Now you might be thinking: doesn't Adaptive Query Execution (AQE) already handle tuning my workloads for me? What about Dynamic Partition Pruning (DPP)? And yes, both of those things help a LOT. You should absolutely have them enabled. (You do have them enabled, right?) But they're solving a different part of the problem. AQE optimizes how your plan executes: it can promote a join to broadcast at runtime, coalesce small partitions, and handle data skew. DPP optimizes what gets scanned: it can propagate a filter through a join so Spark prunes partitions it wouldn't otherwise know to skip. Both are great at working with what the optimizer can infer from your query's structure. What neither can do is compensate for information that just isn't there. If your code scans a 365-partition table without any filter path to the partition column, no runtime optimization is going to invent that filter for you. If your pipeline writes three output tables from an uncached DataFrame, no optimizer is going to cache the computed result on your behalf. The full lineage re-executes for each action. Those are engineering decisions involving pipeline architecture and code, not optimizer decisions.
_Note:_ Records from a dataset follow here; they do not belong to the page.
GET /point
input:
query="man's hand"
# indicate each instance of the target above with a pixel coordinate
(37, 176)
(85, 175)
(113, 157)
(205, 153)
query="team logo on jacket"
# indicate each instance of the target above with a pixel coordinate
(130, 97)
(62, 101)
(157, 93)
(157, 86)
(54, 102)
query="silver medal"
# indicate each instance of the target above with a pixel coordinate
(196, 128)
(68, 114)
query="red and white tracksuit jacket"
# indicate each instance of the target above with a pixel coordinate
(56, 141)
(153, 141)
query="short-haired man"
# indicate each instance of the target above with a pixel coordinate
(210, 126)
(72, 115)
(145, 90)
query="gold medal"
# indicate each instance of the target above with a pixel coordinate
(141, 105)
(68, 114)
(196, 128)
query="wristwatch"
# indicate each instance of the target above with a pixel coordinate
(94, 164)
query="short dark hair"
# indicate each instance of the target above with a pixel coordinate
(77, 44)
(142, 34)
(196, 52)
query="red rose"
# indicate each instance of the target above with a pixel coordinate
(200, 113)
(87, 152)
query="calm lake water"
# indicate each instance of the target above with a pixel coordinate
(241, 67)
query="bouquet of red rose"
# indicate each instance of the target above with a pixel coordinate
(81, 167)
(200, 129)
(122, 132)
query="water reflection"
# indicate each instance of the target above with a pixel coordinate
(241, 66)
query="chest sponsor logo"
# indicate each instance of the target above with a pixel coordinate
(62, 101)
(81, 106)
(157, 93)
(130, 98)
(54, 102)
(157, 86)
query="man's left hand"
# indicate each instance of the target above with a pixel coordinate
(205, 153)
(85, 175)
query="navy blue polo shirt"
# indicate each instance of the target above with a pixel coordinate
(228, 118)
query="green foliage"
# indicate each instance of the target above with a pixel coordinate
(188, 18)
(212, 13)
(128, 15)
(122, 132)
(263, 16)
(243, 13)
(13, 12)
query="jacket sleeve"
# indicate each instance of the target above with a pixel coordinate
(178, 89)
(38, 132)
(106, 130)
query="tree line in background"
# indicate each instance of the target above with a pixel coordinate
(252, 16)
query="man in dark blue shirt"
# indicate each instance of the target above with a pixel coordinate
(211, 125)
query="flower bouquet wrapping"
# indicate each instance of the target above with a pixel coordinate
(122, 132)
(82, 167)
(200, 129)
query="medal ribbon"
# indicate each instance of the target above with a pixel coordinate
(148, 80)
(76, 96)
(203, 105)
I've shown you why attacking the problem from all three sides is important. Neither code analysis nor runtime optimization/snapshot inspection nor cost dashboards on their own give you complete information, but putting them together allows us to enrich static analysis findings at PR time to provide valuable, actionable insights to you before you merge your code. Your code, your plans, and your costs live in three different tools owned by three different teams, and the interesting problems live in the intersection. We simply require fresh snapshot data, reliable cost information, and CI integration, and now we can annotate pull requests with deep impact analysis. By combining snapshot findings with linter findings, and mapping actual quantified cost impact directly to source code, we are able to tell you what your code could actually cost, and prevent it from costing more than it needs to. It's about more than just what patterns it contains.